Population benefit from diagnosing and treating subclinical TB states
The potential and benefits of detection and treatment of subclinical TB to reduce transmission and incidence	Historical and contemporary case finding studies have suggested substantial impact on TB prevalence. But studies with clear disease phenotypes are key to provide direct empirical evidence.
Relative infectiousness of subclinical TB infectious states	Requires the identification of phenotypes in a defined population, with subsequent comparison of relative infectiousness metrics.
Tools to measure transmission	It is not possible to ‘prove’ transmission events, immunoreactivity is poorly understood, and new (blood-) based biomarkers of Mtb infection would be extremely welcome. These are likely to be challenging to develop.
Implementation Gaps
Programmatic implementation of sub-disease management	Implementation will require sufficient diagnostics, treatments and algorithms to be developed to avoid misclassification and inappropriate treatment
Translating new framework into practice	Requires significant changes to recording and reporting tools. Modification to guidelines, training and surveillance systems.
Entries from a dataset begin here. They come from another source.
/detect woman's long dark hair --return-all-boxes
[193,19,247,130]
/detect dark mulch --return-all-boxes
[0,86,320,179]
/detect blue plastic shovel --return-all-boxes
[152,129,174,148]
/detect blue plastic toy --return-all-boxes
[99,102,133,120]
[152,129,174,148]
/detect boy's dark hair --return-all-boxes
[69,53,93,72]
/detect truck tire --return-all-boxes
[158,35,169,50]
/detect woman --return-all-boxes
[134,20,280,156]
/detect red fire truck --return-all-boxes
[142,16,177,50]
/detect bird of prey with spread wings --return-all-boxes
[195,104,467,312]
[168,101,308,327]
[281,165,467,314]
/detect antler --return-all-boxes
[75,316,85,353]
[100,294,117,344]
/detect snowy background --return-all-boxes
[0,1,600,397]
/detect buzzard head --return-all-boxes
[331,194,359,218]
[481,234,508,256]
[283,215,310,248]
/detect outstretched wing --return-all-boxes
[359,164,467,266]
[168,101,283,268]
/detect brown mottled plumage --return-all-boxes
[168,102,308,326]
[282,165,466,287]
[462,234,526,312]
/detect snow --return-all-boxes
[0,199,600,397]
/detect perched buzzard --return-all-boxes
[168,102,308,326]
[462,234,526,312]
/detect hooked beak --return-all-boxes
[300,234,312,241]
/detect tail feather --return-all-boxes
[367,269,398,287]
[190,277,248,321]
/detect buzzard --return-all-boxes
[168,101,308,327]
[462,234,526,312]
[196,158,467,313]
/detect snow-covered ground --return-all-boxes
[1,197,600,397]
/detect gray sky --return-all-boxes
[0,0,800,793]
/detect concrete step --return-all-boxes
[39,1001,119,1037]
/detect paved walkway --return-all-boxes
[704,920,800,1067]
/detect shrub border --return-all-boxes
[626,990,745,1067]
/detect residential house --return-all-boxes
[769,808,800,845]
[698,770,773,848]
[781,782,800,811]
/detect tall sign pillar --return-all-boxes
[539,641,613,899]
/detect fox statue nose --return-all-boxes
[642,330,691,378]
Cost-effectiveness of subclinical and non-infectious TB detection	To inform the likely economic benefits to TB program budgets, cost effectiveness evaluations will need to be conducted. The balance between resource-intensive mass screening initiatives and short-long term benefits to impact on clinical management costs needs to be weighed up.
Implications of population-based screening on individuals	Individuals and communities need to be engaged to evaluate potential stigma and implementation challenges, as well as benefits of integration in existing community initiatives and health screening programs.